AJP - Gastrointestinal and Liver Physiology, Vol 256, Issue 1 72-G77, Copyright © 1989 by American Physiological Society
Opioid receptors and the initiation of migrating myoelectric complexes in dogs
G. L. Telford, R. E. Condon and J. H. Szurszewski
Department of Surgery, Clement J. Zablocki Veterans Administration Medical Center, Milwaukee 53295.
The role of endogenous opioids and opioid receptors in the control of
migrating myoelectric complexes (MMCs) was studied in conscious dogs
implanted with silver-silver chloride electrodes. In normal fasted dogs,
MMC cycle times were 103 +/- 7 min in the duodenum. During naloxone
infusion (1-2 mg/kg iv, then 0.2-1.0 mg.kg-1.h-1 iv) cycle times increased
to 219 +/- 29 min (P less than 0.01). Naloxone (2 mg/kg iv, then 1
mg.kg-1.h-1 iv) had no effect on the response of the small intestine to
bethanecol (5 mg sc) or to feeding. Pretreatment with naloxone (2 mg/kg iv)
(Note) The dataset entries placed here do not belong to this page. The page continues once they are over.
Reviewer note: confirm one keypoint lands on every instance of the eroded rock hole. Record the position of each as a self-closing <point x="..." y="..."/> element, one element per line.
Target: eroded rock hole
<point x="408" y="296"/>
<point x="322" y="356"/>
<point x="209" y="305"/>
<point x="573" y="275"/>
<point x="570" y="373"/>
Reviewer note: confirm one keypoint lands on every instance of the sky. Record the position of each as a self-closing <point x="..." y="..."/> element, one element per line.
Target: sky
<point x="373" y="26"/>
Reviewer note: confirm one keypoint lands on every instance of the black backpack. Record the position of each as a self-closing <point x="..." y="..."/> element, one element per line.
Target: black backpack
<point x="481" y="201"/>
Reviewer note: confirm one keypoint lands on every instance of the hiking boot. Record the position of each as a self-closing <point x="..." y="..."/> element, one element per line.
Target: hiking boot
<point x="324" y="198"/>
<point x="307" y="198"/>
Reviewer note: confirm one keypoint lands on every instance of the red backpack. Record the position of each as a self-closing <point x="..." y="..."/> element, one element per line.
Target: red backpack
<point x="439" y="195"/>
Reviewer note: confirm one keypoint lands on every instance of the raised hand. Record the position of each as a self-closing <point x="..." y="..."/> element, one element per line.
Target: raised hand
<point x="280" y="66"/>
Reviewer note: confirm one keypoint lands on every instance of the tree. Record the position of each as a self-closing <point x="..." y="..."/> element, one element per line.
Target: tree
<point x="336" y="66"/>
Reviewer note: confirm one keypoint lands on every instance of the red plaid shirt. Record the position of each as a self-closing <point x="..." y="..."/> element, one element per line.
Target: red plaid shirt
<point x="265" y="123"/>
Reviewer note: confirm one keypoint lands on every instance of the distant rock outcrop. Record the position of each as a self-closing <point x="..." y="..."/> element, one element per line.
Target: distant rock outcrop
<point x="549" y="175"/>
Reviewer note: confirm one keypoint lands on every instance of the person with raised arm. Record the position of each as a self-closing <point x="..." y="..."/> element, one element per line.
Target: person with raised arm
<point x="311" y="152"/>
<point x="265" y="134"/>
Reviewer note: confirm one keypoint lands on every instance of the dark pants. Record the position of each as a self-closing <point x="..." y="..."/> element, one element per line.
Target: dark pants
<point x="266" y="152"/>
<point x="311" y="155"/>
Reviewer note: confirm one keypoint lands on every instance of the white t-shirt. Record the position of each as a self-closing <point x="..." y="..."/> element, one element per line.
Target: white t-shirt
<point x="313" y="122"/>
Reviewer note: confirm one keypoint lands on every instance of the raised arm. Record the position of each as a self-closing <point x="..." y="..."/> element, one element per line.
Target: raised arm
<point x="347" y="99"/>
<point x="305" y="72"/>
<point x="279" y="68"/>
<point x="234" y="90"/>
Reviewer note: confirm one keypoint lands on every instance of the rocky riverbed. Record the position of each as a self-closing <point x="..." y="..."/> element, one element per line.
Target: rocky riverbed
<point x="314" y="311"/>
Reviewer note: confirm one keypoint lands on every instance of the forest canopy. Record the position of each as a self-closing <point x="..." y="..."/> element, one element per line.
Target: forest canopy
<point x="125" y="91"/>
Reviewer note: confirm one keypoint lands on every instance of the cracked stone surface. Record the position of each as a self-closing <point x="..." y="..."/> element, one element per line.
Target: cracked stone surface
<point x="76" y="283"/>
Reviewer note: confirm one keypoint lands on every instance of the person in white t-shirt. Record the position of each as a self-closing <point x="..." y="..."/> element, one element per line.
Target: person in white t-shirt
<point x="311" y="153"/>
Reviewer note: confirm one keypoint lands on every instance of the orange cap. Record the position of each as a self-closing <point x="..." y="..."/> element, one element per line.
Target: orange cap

5 min before the administration of motilin (400-500 micrograms/kg iv) did
not block the initiation of MMCs by motilin. In separate experiments,
animals were pretreated with the positive or negative isomer of the opioid
receptor antagonist WIN-44,441 (0.2 mg/kg iv) 5 min before morphine
administration. The negative isomer binds to opioid receptors whereas the
positive isomer does not. The negative but not the positive isomer
antagonized all effects of morphine on intestinal myoelectric activity.
These studies suggest that endogenous opioids and opioid receptors may play
a role in control of the initiation of MMCs and that motilin and exogenous
opioids act via different mechanisms to initiate MMCs.